Die Frage „Antipsychiatrie – Kurs­korrektur durch die Medizinge­schichte?“ wird hier besonders deutlich. Wenn Wegelin forderte, für die Geschichte habe die Indivi­dualpsychologie die Grundlage zu bilden, so sollte dies gerade gegen­über den angeschuldigten Psychia­tern und den gegen sie gerichteten Vorwürfen nachdenklich stimmen – gewiss kann diese Feststellung a priori kein Plädoyer pro reo sein. Die Geschichte müsse den Gründen nachgehen, um eine „histoire raisonnee“ zu werden, hören wir bei Wegelin. Motive und Ziele der han­delnden Personen müssen uns klar vor Augen stehen. Die Antipsychia­trie gleich welcher Provenienz zeichnet sich aber dadurch aus, dass ihr wissenschaftlicher Standort nicht erkennbar wird, geschweige denn der Geist der einzelnen, der sie formiert. Bei dem komplexen Problem der Geschichte jedoch, de­ren Inhalt bekanntlich von Tatsa­chen und menschlichen Hand­lungen geprägt ist, wird man an York v. Wartenburgs These nicht vorbeikommen, dass nämlich Psy­chologie der Geschichte Geschich­te als Wissenschaft sei. Und mit Dilthey können wir festhalten: „Aus dem liebevollen Verständnis des Persönlichen, im Nacherleben der unerschöpflichen Totalitäten… ent­springen so die großen historischen Schöpfungen“. Trifft also die Anti­psychiatrie auf Psychiater, die Ge­schichte machten, so wird sie der geschichtlichen Fragestellung nur mit dem Mittel der Einfühlung in die Persönlichkeit des Menschen ge­recht werden können. Nicht nur die Frage „wie es war“, sondern das „wie es kam“ ist für die Erfor­schung, zumal der Psychiatriege­schichte. von eminenter Wichtig­keit. Nur diejenige Form der Anti­psychiatrie, die in ihrer historischen Gerichtetheit die Reaktionen aus al­len Außen- und Innenumständen aufgreift und sich somit der verste­henden Psychologie i. S. von Gruhle bedient, kann ihren wissenschaft­lich begründeten Standort vertre­ten. Damit soll gewiss keine absolute Deutung oder Rekonstruktion der Vergangenheit festgeschrieben werden.

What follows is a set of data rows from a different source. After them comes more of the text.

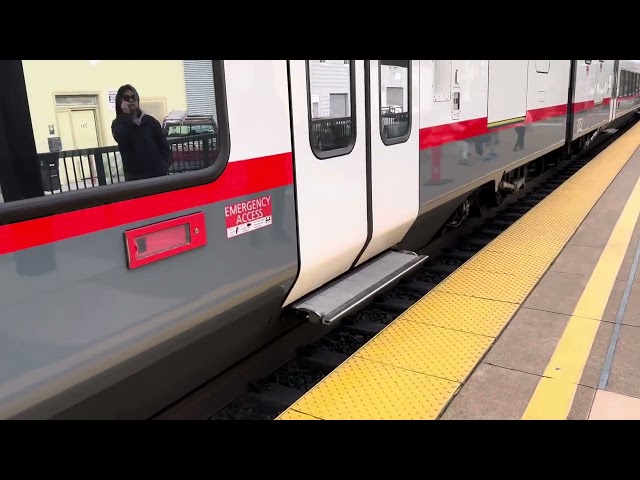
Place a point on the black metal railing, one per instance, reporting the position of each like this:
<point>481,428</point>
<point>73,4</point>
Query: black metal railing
<point>395,125</point>
<point>91,167</point>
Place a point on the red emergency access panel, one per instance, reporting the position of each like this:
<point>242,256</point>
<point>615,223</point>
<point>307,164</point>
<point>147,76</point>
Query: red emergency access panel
<point>161,240</point>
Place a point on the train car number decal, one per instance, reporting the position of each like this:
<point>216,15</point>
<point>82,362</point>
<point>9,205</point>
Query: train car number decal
<point>248,216</point>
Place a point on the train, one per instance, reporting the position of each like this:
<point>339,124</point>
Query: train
<point>315,191</point>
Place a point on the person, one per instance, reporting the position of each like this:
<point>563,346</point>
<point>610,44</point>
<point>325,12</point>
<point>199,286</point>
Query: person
<point>143,146</point>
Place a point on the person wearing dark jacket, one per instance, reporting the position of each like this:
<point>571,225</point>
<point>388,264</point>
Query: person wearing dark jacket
<point>143,146</point>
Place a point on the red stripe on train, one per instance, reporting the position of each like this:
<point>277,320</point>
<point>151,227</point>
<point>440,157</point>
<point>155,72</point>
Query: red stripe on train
<point>244,177</point>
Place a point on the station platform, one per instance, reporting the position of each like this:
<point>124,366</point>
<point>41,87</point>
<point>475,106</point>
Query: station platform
<point>542,323</point>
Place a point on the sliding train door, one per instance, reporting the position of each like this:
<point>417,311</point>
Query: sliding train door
<point>328,126</point>
<point>393,128</point>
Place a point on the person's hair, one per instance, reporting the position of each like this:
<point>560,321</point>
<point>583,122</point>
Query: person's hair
<point>119,96</point>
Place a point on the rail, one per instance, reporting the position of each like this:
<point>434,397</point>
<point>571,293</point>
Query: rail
<point>68,170</point>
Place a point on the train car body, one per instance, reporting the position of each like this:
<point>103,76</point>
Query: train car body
<point>121,296</point>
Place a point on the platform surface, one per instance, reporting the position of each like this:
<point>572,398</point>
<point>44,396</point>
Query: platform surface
<point>529,328</point>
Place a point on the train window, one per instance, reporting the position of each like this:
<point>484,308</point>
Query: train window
<point>83,129</point>
<point>331,103</point>
<point>395,100</point>
<point>542,66</point>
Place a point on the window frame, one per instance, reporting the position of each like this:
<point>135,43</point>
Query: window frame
<point>48,205</point>
<point>406,136</point>
<point>339,152</point>
<point>541,70</point>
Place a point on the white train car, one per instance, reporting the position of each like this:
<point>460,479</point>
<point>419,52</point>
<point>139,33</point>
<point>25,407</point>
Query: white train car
<point>310,189</point>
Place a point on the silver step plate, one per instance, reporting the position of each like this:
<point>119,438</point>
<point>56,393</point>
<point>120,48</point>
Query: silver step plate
<point>353,290</point>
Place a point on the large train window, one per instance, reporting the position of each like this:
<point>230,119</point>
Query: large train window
<point>331,102</point>
<point>395,100</point>
<point>78,133</point>
<point>542,66</point>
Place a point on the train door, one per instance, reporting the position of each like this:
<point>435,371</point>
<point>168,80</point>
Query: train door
<point>328,123</point>
<point>614,90</point>
<point>394,151</point>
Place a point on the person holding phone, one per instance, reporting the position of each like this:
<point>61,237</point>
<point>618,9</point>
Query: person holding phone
<point>143,146</point>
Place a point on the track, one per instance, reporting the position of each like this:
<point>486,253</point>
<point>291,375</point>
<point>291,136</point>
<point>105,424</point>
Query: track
<point>317,352</point>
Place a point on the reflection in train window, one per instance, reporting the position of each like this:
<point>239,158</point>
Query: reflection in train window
<point>395,101</point>
<point>332,129</point>
<point>102,122</point>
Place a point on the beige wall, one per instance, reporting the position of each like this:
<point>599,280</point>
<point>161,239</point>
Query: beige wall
<point>161,80</point>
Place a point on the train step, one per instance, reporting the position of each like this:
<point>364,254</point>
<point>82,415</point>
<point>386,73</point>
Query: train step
<point>356,289</point>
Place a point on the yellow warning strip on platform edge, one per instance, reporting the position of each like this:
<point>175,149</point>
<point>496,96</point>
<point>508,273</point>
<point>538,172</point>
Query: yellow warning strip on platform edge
<point>556,389</point>
<point>412,369</point>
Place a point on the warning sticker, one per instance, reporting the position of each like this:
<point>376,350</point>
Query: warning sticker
<point>248,216</point>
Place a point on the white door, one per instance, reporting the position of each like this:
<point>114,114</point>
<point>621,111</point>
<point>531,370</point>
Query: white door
<point>395,155</point>
<point>330,168</point>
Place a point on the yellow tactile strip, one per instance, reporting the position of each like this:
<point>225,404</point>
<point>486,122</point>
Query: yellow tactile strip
<point>412,369</point>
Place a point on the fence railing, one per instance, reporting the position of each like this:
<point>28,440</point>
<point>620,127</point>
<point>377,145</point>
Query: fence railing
<point>91,167</point>
<point>331,133</point>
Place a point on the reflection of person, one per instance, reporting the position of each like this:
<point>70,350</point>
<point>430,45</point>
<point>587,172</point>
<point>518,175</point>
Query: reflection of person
<point>143,146</point>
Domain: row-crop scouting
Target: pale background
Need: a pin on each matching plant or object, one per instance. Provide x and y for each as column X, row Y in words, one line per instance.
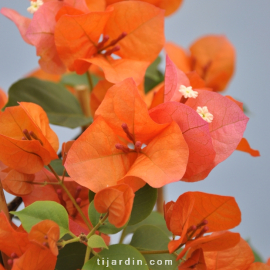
column 247, row 25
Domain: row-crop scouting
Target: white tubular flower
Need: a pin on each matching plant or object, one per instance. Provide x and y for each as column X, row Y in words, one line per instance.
column 35, row 6
column 205, row 114
column 187, row 92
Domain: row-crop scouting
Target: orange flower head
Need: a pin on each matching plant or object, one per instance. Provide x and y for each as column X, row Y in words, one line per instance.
column 28, row 143
column 125, row 145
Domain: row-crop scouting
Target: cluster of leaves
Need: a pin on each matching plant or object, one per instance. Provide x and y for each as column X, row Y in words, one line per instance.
column 141, row 131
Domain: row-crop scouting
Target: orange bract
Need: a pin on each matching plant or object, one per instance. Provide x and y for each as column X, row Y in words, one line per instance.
column 245, row 147
column 135, row 43
column 117, row 201
column 27, row 141
column 18, row 184
column 3, row 98
column 259, row 266
column 212, row 57
column 239, row 257
column 160, row 157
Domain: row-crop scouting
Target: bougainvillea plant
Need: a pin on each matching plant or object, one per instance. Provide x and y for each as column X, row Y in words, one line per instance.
column 140, row 130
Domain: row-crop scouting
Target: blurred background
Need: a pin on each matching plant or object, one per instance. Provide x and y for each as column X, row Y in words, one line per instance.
column 247, row 25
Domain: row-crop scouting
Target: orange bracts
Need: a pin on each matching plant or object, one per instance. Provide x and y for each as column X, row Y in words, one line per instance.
column 197, row 213
column 212, row 57
column 27, row 141
column 125, row 145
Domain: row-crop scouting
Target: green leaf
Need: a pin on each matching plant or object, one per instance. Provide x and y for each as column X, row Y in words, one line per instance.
column 128, row 256
column 144, row 202
column 153, row 76
column 155, row 219
column 73, row 79
column 94, row 217
column 61, row 106
column 151, row 238
column 71, row 257
column 41, row 210
column 96, row 241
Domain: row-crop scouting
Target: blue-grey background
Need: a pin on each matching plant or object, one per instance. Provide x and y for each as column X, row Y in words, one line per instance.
column 247, row 25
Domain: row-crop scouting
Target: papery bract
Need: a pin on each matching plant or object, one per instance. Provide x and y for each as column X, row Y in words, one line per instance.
column 259, row 266
column 78, row 50
column 28, row 143
column 195, row 210
column 117, row 201
column 239, row 257
column 3, row 98
column 245, row 147
column 212, row 57
column 95, row 159
column 215, row 242
column 17, row 183
column 226, row 129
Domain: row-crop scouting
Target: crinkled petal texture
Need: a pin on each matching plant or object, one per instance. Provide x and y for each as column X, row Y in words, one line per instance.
column 163, row 159
column 140, row 21
column 77, row 36
column 259, row 266
column 239, row 257
column 174, row 78
column 196, row 133
column 117, row 201
column 228, row 125
column 35, row 258
column 98, row 93
column 214, row 58
column 41, row 34
column 3, row 98
column 21, row 22
column 245, row 147
column 221, row 212
column 26, row 156
column 215, row 242
column 179, row 56
column 11, row 241
column 17, row 183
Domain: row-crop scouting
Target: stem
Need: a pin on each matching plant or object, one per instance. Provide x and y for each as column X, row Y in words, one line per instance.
column 14, row 204
column 160, row 200
column 154, row 251
column 73, row 240
column 123, row 235
column 87, row 254
column 63, row 175
column 4, row 208
column 90, row 81
column 71, row 198
column 101, row 221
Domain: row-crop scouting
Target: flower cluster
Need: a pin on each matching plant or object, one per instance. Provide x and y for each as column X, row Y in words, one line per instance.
column 136, row 138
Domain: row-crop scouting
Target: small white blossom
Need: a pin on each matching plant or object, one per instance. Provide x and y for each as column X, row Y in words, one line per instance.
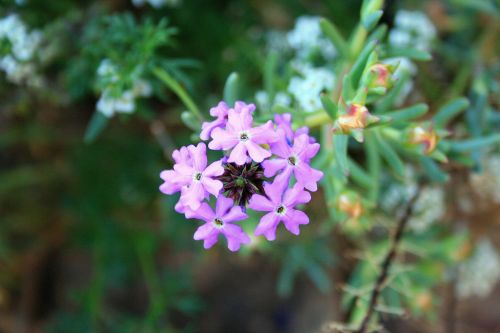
column 412, row 29
column 108, row 104
column 306, row 89
column 479, row 274
column 487, row 183
column 307, row 38
column 157, row 3
column 281, row 98
column 18, row 63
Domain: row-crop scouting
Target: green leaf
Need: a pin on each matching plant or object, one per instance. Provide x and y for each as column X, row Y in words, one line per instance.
column 370, row 21
column 433, row 170
column 190, row 121
column 170, row 82
column 472, row 144
column 391, row 157
column 329, row 105
column 360, row 63
column 340, row 143
column 406, row 114
column 449, row 111
column 409, row 53
column 96, row 125
column 331, row 31
column 358, row 175
column 231, row 88
column 269, row 74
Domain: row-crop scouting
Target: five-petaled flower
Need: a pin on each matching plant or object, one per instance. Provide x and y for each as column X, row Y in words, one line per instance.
column 281, row 207
column 192, row 177
column 242, row 138
column 220, row 222
column 294, row 159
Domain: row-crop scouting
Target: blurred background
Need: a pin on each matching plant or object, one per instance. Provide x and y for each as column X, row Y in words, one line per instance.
column 89, row 244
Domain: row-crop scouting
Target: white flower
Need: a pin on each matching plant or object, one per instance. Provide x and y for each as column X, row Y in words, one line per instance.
column 487, row 183
column 306, row 89
column 306, row 37
column 281, row 98
column 412, row 29
column 480, row 273
column 157, row 3
column 18, row 64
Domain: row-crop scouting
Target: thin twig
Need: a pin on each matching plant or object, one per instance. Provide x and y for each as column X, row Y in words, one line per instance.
column 386, row 264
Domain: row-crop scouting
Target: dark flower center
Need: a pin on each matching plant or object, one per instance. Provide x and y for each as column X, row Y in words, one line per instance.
column 243, row 136
column 240, row 182
column 281, row 210
column 218, row 222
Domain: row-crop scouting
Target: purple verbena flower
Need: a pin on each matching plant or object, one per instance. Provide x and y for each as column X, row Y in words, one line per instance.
column 192, row 177
column 220, row 222
column 220, row 112
column 281, row 207
column 242, row 138
column 294, row 159
column 284, row 122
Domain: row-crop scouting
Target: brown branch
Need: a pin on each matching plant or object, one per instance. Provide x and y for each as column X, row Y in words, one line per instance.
column 386, row 264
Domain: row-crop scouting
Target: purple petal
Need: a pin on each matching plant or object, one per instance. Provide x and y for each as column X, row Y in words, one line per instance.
column 275, row 190
column 222, row 205
column 209, row 242
column 267, row 226
column 199, row 156
column 238, row 154
column 260, row 203
column 235, row 214
column 296, row 196
column 235, row 236
column 256, row 152
column 281, row 147
column 193, row 195
column 263, row 134
column 271, row 167
column 223, row 139
column 307, row 176
column 240, row 106
column 293, row 219
column 169, row 187
column 214, row 169
column 208, row 127
column 239, row 121
column 181, row 156
column 204, row 213
column 220, row 111
column 205, row 231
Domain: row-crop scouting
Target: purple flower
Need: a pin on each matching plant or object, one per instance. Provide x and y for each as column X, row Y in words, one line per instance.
column 284, row 122
column 242, row 138
column 294, row 159
column 221, row 113
column 220, row 222
column 281, row 208
column 192, row 177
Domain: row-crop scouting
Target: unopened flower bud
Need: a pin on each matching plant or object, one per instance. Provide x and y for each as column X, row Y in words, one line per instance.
column 350, row 204
column 426, row 136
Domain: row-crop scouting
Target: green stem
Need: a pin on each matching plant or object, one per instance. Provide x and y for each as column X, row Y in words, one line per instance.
column 178, row 90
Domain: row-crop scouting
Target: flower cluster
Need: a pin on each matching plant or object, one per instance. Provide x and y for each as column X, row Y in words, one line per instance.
column 480, row 273
column 412, row 29
column 307, row 88
column 17, row 49
column 306, row 38
column 265, row 168
column 111, row 100
column 157, row 3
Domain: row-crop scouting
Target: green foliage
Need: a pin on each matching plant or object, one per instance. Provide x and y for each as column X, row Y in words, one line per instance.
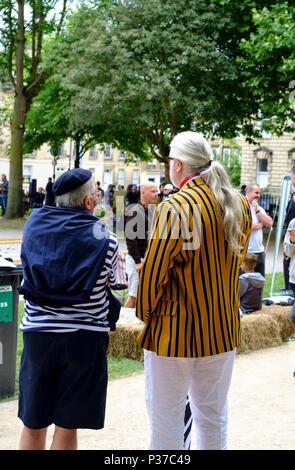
column 268, row 58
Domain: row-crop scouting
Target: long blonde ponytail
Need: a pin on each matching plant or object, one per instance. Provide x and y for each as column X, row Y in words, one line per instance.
column 228, row 203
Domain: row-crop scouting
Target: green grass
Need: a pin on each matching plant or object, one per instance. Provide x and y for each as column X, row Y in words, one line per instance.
column 278, row 284
column 117, row 366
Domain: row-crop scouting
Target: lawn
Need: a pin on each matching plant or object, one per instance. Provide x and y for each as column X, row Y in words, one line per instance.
column 278, row 284
column 117, row 366
column 120, row 366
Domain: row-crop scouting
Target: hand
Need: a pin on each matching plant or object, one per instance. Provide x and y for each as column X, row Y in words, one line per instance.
column 255, row 205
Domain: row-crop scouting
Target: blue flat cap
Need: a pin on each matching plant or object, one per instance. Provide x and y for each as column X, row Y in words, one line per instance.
column 70, row 180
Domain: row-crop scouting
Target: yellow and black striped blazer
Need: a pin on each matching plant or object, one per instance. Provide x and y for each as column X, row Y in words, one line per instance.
column 188, row 293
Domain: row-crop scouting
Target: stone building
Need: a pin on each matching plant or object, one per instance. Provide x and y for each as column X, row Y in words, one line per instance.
column 267, row 162
column 106, row 163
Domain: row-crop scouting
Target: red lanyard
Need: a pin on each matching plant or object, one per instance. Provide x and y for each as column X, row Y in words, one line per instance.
column 188, row 178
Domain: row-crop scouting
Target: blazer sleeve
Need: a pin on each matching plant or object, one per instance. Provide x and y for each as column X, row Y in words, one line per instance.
column 164, row 245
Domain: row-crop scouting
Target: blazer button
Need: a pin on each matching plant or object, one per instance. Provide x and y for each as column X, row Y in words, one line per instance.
column 147, row 315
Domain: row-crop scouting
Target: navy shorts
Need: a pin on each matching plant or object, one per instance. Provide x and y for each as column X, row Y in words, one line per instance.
column 63, row 379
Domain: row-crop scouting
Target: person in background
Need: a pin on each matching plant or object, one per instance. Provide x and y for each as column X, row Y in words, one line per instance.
column 69, row 261
column 39, row 198
column 100, row 190
column 168, row 191
column 138, row 221
column 188, row 298
column 109, row 196
column 251, row 285
column 243, row 190
column 289, row 250
column 160, row 194
column 260, row 219
column 289, row 215
column 4, row 193
column 50, row 197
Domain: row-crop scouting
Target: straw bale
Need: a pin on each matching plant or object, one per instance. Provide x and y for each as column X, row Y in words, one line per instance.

Wenn Bourguignon glaubt, dass den Ketten der Geisteskranken im 18. Jahrhundert die Zwangsjacke im 19. Jahr­hundert und heutzutage die „chemische Keule“ als künstliches Mittel der Bannung gefolgt seien und eher der Narr vom Priester als vom Psychiater gehört und verstan­den werden solle, so bedeutet dies eine der vielen pseudo­ro­manti­schen Verirrungen, wie sie in der Antipsychiatrie ihre Blüten treiben.

 Um so mehr ist die Psychiatrie un­serer Tage in Berücksichtigung ih­res geschichtlichen Werdeganges um mit Schipkowensky zu sprechen, aufgerufen, ihre Patienten weder auf iatropsychogenem noch auf iatrosomatischem Wege zu schädigen.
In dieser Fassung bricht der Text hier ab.